I was graciously given a ticket to attend a special event at Prairie Fruits Farm back home in Champaign over the weekend. Proceeds from the evening benefited the Eastern Illinois Foodbank, a worthy organization aiming to fight hunger in the area. The special guest was Chef Rick Bayless, who serves the farm’s goat cheese in his restaurants and agreed to appear for both a private cooking demonstration and intimate four-course dinner. Bayless’s commitment to local agriculture has been transformative in the Midwest over the past few decades; in fact, Prairie Fruits Farm itself had received a Frontera Farmer Foundation grant to install its commercial kitchen, so the event was an especially meaningful celebration of that partnership.
For the first part of the afternoon, Bayless demonstrated three seasonal recipes: guacamole, margaritas, and tomato salad using produce from the farm’s own garden – a dish he said he made up when he got there that day. I’ve seen his cooking demos before, but continue to be blown away by how seamlessly he incorporates ingredient information (did you know that it takes a full year for an avocado to mature?) and cooking tips into the actual step-by-step preparation of the dish. Bayless incorporated honey crisp apples, which he admitted were his favorite variety, into both the guacamole and the margarita. For the former, they were joined by fennel and thyme in addition to the avocado, and for the latter, they were blended with habanero before mingling with tequila, apple brandy, and a cinnamon-black pepper-salt rim. Both were lovely departures from their more traditional counterparts, although I will note that the margarita had some serious heat! After the demo, Bayless signed a few cookbooks and then was off to the kitchen to resume prep for the night’s meal. Meanwhile, we guests enjoyed a cocktail hour in the barn before co-owner Wes Jarrell led us on a tour of the farm. It was such a treat to see the adorable goats – and thank them for contributing to such incredible cheese! – as Wes pointed out interesting produce in the garden and shared more of the farm’s history.

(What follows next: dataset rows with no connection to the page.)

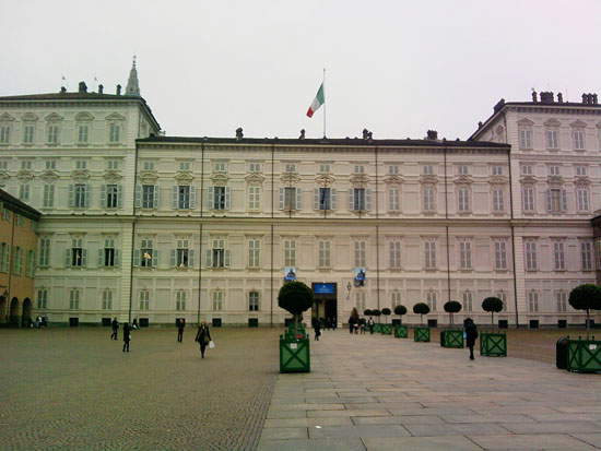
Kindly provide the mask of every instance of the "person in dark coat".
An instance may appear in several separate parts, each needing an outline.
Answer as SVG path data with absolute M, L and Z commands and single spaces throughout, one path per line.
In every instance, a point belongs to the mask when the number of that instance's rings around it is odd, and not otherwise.
M 129 342 L 131 340 L 131 328 L 129 327 L 129 322 L 126 322 L 123 324 L 123 353 L 129 353 Z
M 110 334 L 110 340 L 117 340 L 117 332 L 119 331 L 119 322 L 117 321 L 117 318 L 113 318 L 113 322 L 110 323 L 110 327 L 113 329 L 113 333 Z
M 466 331 L 466 344 L 470 348 L 470 360 L 473 360 L 475 339 L 478 339 L 478 328 L 471 318 L 466 318 L 466 321 L 463 321 L 463 329 Z
M 207 321 L 202 321 L 200 325 L 198 327 L 197 336 L 195 339 L 195 342 L 198 342 L 200 345 L 200 355 L 202 358 L 204 358 L 204 351 L 207 349 L 207 345 L 211 342 L 211 332 L 209 331 L 209 324 L 207 324 Z
M 184 340 L 184 328 L 186 327 L 186 321 L 181 318 L 177 319 L 177 341 L 181 343 Z

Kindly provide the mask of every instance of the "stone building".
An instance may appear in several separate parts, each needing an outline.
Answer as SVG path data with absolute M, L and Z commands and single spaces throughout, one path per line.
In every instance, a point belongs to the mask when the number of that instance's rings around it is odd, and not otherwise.
M 3 190 L 0 202 L 0 324 L 26 325 L 33 311 L 40 213 Z
M 139 96 L 135 67 L 128 84 L 126 95 L 90 93 L 82 83 L 78 93 L 0 97 L 0 185 L 44 214 L 35 307 L 50 321 L 282 323 L 276 296 L 291 270 L 315 287 L 319 316 L 339 323 L 354 307 L 403 304 L 411 312 L 419 301 L 431 306 L 428 319 L 447 322 L 449 299 L 462 302 L 460 316 L 486 321 L 486 296 L 504 300 L 499 319 L 509 324 L 581 321 L 559 301 L 594 281 L 597 106 L 578 104 L 591 111 L 577 127 L 590 150 L 569 151 L 588 170 L 574 175 L 589 188 L 585 214 L 570 205 L 582 186 L 568 179 L 570 164 L 547 180 L 539 171 L 554 154 L 514 155 L 517 141 L 505 131 L 517 137 L 523 115 L 511 126 L 512 104 L 468 141 L 435 132 L 249 139 L 241 129 L 231 139 L 178 138 L 162 135 Z M 537 115 L 544 112 L 527 117 L 532 133 Z M 565 124 L 564 115 L 556 120 Z M 537 167 L 532 178 L 520 175 L 522 154 Z M 559 211 L 526 215 L 525 180 L 533 180 L 539 203 L 544 183 L 559 189 L 549 194 Z M 551 247 L 559 265 L 542 253 L 535 268 L 527 264 L 532 240 L 539 252 Z M 355 283 L 361 270 L 365 284 Z M 533 290 L 538 304 L 527 301 Z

Once back at the barn, it was time to eat. As expected, all four courses were a stunning convergence of the seasonal, elegant Mexican cuisine that Bayless does so well and the pure essence of each showcased cheese. The masa boat packed lots of richness and tang into a single starting bite, and the tomato salad held burst after burst of flavor, each component distinct within a bright tomato-centric palette. I was glad to see Bayless incorporate his famous mole into the main course, and the poblano variety underneath the pork loin was mild, but as complex and velvety as ever. I could have eaten that sauce on its own, but when paired with the chèvre-stuffed tamales, I was in heaven. The real show-stopper, though, was the dessert: a “mash-up,” as Bayless put it, of tres leches cake and a classic pear, blue cheese, and walnut salad. It was out-of-the-box and completely successful, perfectly punctuating the meal’s joint spotlight on the flavors of Mexico and the endless potential of farm-fresh cheese.